Samples of 1048 CC patients were analyzed. Bd1, Bd2 and Bd3 were observed in 39%, 28% and 33%, respectively. Bd2 and Bd3 were associated with vascular and perineural invasions (p<0.005). No association was observed with tumor deposits or T/N risk groups. Bd category was significantly associated with DFS (1 vs 2-3: p=0.0008) and OS (1 vs 2-3: p=0.0015) with 3-year DFS rates of 79.5% vs 67.2% and 5-year OS rates were 89.2% vs 80.8% for Bd1 and Bd2-3, respectively. This prognostic role was confirmed in multivariable analysis adjusted on age, gender, risk group (low: T1-3/N1, high: T4 and/or N2), tumor grade, obstruction/perforation and treatment duration (3 vs 6months) for DFS (HR: 1.421; 95% CI:1.128-1.791, p=0.0029) and OS (HR: 1.627; 95% CI:1.203-2.200, p=0.0016).

Conclusions

In this large series from a randomized phase III trial, TB is an independent prognostic factor for OS and DFS in stage III CC patients treated with oxaliplatin-based standard adjuvant therapy. TB, adopted in the UICC TNM classification, should now be mandatory in every pathology report concerning patients resected from a stage III CC.

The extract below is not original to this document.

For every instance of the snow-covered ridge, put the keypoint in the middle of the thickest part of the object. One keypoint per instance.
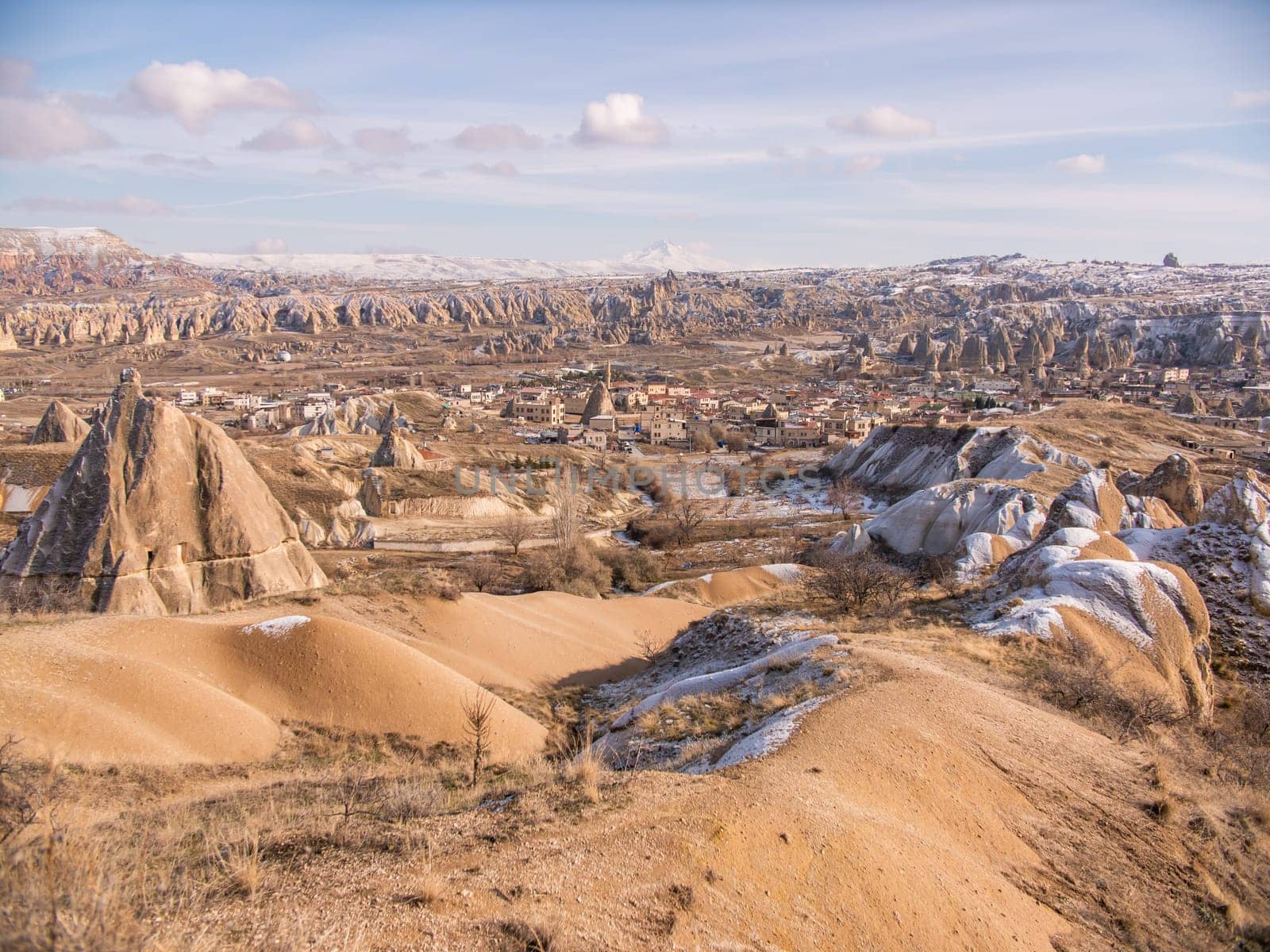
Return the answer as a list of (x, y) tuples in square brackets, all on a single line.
[(657, 258), (918, 457)]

Clinical trial identification

Editorial acknowledgement

Legal entity responsible for the study

The authors.

Funding

Has not received any funding.

Disclosure

J. Emile: Financial Interests, Other, Honoraria: Roche; GlaxoSmithKline. C. Toullec: Financial Interests, Personal, Other, Honoraria: Merck-Serono; Sanofi; MSD; Ipsen; Amgen; Servier; BMS. J. Bennouna: Financial Interests, Personal, Other, Honoraria: Roche; Boehringer Ingelheim; Servier; AstraZeneca; MSD; Bristol Myers; Novartis; Financial Interests, Personal, Advisory Role: MSD; Roche; Boehringer; Bristol Myers Squibb; Servier; AstraZeneca; Novartis; Financial Interests, Personal and Institutional, Funding: Merck Sharp & Dohme Corp. C. Louvet: Financial Interests, Personal, Advisory Role: Merck; Roche; Servier; Amgen; Financial Interests, Personal, Other, Travel accommodation: Roche; Financial Interests, Personal, Other, Travel accommodation: Merck. T. André: Financial Interests, Other, Honoraria: Roche/Genentech; Bristol-Myers Squibb; Servier; Sanofi; Bayer; Amgen; Pierre Fabre; Vantana; GlaxoSmithKline; Financial Interests, Advisory Role: Amgen; Bristol-Myers Squibb; HalioDX; MSD Oncology; Servier; Bayer; AstraZeneca; Tesaro; Clovis Oncology; GIC Advice; Pierre Fabre; GamaMabs Pharma SA; Financial Interests, Other, Travel, Accommodations, Expenses: Roche/Genentech; Amgen; Bristol-Myers Squibb; MSD; Vantana. J. Taieb: Financial Interests, Advisory Role: Roche; Merck KGaA; Amgen; Celgene; Lilly; Servier; Sirtex Medical; MSD; Pierre Fabre; Financial Interests, Speaker’s Bureau: Servier; Amgen; Roche/Genentech; Sanofi; Merck; Lilly; MSD; Pierre Fabre. M. Svrcek: Financial Interests, Advisory Role: Bristol-Myers Squibb; Astellas; MSD; Sanofi; Financial Interests, Other, Travel, accomodations, expenses: Bristol-Myers Squibb; Ventana/Roche. All other authors have declared no conflicts of interest.